Camat Parmaksian Berharap PT TPL Selalu Mendukung Program PAAR 

Tobasa, Lintangnews.com | Keberhasilan pencapaian dari Desa Dolok Nauli, Kecamatan Parmaksian, Kabupaten Toba Samosir (Tobasa) dalam kategori Pola Asuh Anak dan Remaja (PAAR), tidak terlepas peran serta perusahaan yang beroperasi di daerah itu.

Salah satu PT Toba Pulp Lestari Tbk (TPL), sehingga mampu mendapatkan predikat PAAR terbaik di Tobasa.

Kepala Dinas Pemberdayaan Masyarakat Desa (PMD) Pemkab Tobasa, Henry Silalahi mengatakan, bangga atas capaian Kepala Desa (Kades) Dolok Nauli, Tunggul Sirait. Sebagai contoh di Tobasa yang telah membuat peraturan mengenai pemberdayaan anak atau perlindungan anak dan ini merupakan suatu kemajuan.

“Desa ini memang sudah sejak lama menjadi contoh dan panutan di Tobasa. Bukan memulai dari sekarang keberhasilan dan capaian Desa Dolok Nauli. Terlebih peran serta dari PT TPL yang mendukung PAAR, yang penuh cinta dan kasih sayang,” tutur Henry, Selasa (12/11/2019).

Camat Parmaksian, Paiman Butarbutar menuturkan, kemitraan dengan perusahaan menjadi faktor penentu peningkatan PAAR di Desa Dolok Nauli. Terlebih pihak PT TPL yang sudah membantu dalam pengelolaan Rumah Belajar Artia dalam membentuk karakter anak dan remaja di Desa Dolok Nauli.
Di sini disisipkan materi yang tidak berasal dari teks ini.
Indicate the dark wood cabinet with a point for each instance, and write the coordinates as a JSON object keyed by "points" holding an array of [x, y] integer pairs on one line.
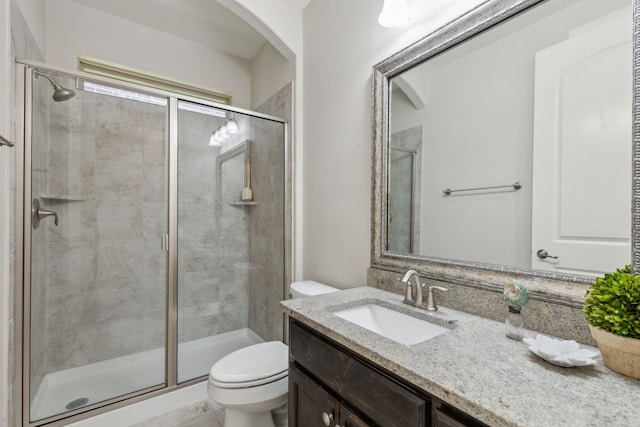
{"points": [[330, 386]]}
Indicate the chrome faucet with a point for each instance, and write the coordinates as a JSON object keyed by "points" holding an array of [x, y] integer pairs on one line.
{"points": [[415, 299], [409, 297], [431, 302]]}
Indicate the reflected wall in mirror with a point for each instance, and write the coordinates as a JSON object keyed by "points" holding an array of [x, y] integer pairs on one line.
{"points": [[529, 92]]}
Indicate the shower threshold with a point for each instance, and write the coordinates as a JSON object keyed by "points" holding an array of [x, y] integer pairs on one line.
{"points": [[104, 380]]}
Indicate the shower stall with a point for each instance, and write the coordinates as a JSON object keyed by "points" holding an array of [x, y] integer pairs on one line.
{"points": [[154, 240]]}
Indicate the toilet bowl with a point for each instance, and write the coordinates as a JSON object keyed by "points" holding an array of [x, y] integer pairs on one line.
{"points": [[253, 381]]}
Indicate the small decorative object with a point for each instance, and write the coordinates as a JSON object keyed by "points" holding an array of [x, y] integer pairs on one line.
{"points": [[612, 309], [564, 353], [515, 295]]}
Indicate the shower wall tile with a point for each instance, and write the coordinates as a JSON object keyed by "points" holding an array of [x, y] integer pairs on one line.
{"points": [[154, 183], [77, 220], [70, 263], [197, 185], [116, 299], [119, 220], [200, 320], [117, 141], [154, 219], [153, 292], [196, 219], [271, 218], [118, 180], [198, 286], [154, 329], [118, 259]]}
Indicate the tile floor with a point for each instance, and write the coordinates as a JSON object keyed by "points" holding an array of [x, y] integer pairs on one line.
{"points": [[201, 414]]}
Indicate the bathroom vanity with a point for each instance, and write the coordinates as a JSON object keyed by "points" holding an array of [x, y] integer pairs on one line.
{"points": [[330, 385], [342, 374]]}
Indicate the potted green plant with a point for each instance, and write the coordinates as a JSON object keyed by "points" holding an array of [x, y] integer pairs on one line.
{"points": [[612, 309]]}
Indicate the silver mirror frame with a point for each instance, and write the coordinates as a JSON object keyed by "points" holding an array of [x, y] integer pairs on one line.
{"points": [[476, 274]]}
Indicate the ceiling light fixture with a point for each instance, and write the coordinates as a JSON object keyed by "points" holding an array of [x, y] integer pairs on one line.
{"points": [[224, 133], [395, 13]]}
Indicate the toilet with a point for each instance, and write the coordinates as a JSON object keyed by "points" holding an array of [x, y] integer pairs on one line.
{"points": [[253, 381]]}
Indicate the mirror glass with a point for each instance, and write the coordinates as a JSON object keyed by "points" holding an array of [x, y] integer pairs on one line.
{"points": [[513, 147]]}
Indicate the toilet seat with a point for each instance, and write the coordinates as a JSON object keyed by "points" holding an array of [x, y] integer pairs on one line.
{"points": [[251, 366]]}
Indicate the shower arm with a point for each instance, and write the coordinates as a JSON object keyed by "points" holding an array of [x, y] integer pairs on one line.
{"points": [[53, 83]]}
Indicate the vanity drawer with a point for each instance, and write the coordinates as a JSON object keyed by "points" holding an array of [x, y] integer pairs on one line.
{"points": [[374, 394]]}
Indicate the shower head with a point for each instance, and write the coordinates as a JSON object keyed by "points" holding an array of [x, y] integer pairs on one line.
{"points": [[59, 93]]}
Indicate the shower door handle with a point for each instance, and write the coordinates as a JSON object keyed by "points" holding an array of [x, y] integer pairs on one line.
{"points": [[38, 213]]}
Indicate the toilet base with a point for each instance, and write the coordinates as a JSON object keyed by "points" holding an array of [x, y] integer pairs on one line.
{"points": [[236, 418]]}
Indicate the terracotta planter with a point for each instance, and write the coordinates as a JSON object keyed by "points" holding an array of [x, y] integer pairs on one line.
{"points": [[620, 354]]}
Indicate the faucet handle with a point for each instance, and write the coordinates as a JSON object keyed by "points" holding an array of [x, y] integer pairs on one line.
{"points": [[419, 291], [431, 302], [408, 297]]}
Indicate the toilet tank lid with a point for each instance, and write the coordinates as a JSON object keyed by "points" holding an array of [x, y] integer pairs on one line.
{"points": [[308, 288], [252, 363]]}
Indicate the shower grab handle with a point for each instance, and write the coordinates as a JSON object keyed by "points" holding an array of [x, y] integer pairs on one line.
{"points": [[38, 214]]}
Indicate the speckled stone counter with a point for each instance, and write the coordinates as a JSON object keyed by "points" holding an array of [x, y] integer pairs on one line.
{"points": [[477, 369]]}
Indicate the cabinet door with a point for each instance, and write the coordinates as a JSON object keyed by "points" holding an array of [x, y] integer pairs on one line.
{"points": [[381, 399], [310, 405]]}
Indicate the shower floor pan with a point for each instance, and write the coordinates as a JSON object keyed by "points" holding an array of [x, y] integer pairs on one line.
{"points": [[100, 381]]}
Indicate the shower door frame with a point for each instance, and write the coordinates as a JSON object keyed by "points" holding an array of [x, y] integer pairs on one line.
{"points": [[22, 296]]}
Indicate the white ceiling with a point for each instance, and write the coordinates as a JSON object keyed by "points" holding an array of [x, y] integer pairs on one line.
{"points": [[202, 21]]}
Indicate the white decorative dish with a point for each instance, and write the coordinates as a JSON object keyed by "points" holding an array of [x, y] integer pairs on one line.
{"points": [[566, 353]]}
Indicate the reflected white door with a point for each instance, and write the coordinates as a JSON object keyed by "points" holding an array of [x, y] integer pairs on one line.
{"points": [[582, 150]]}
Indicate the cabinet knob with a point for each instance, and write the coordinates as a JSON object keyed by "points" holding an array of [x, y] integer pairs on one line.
{"points": [[327, 418]]}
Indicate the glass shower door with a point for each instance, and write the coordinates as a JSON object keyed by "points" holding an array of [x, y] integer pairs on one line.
{"points": [[98, 277]]}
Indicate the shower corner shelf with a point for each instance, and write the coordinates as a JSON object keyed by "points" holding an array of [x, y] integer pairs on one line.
{"points": [[63, 197], [243, 203]]}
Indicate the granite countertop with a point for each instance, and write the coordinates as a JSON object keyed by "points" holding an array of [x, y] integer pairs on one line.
{"points": [[477, 369]]}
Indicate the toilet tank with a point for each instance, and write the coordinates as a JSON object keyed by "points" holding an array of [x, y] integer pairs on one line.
{"points": [[307, 288]]}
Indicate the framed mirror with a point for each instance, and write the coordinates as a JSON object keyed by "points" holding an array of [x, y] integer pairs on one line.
{"points": [[504, 145]]}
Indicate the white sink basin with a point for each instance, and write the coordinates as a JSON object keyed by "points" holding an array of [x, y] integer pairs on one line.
{"points": [[397, 326]]}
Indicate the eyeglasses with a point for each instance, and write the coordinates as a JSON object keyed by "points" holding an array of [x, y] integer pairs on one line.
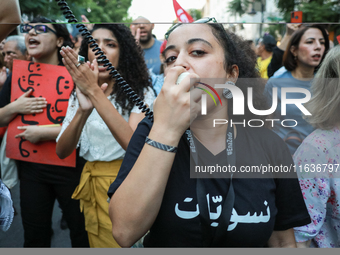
{"points": [[39, 29], [204, 20]]}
“Seperti Rumah Belajar Artia, membentuk anak dan remaja menjadi kreatif, cerdas dan berbudaya baik. Dengan jenis kegiatan seperti, seni rupa, musik, seni teater dan drama, opera, seni tari, tortor dan bimbingan kerohanian,” pungkas Paiman.

Lanjut Paiman, PT TPL juga mengadakan lomba untuk tingkat SD, SMP dan SMA dalam 8 bentuk perlombaan. Seperti, lomba mewarnai, melukis, membaca, menyanyi, menghapal Pancasila, pianika, manortor tingkat SMP dan SMA dan pidato.

“Kami berharap perusahaan jangan pernah jenuh untuk mendukung aset bangsa, yaitu anak dan remaja. Ini untuk membentuk generasi emas bangsa dalam melanjutkan pembangunan di Indonesia, khususnya Tobasa,” harap Paiman.

Diketahui evaluasi program PKK kategori PAAR di Desa Dolok Nauli itu dihadiri tim Provinsi Sumatera Utara yaitu, Bidasari Daulay dan Yuniar Marpaung. (asri)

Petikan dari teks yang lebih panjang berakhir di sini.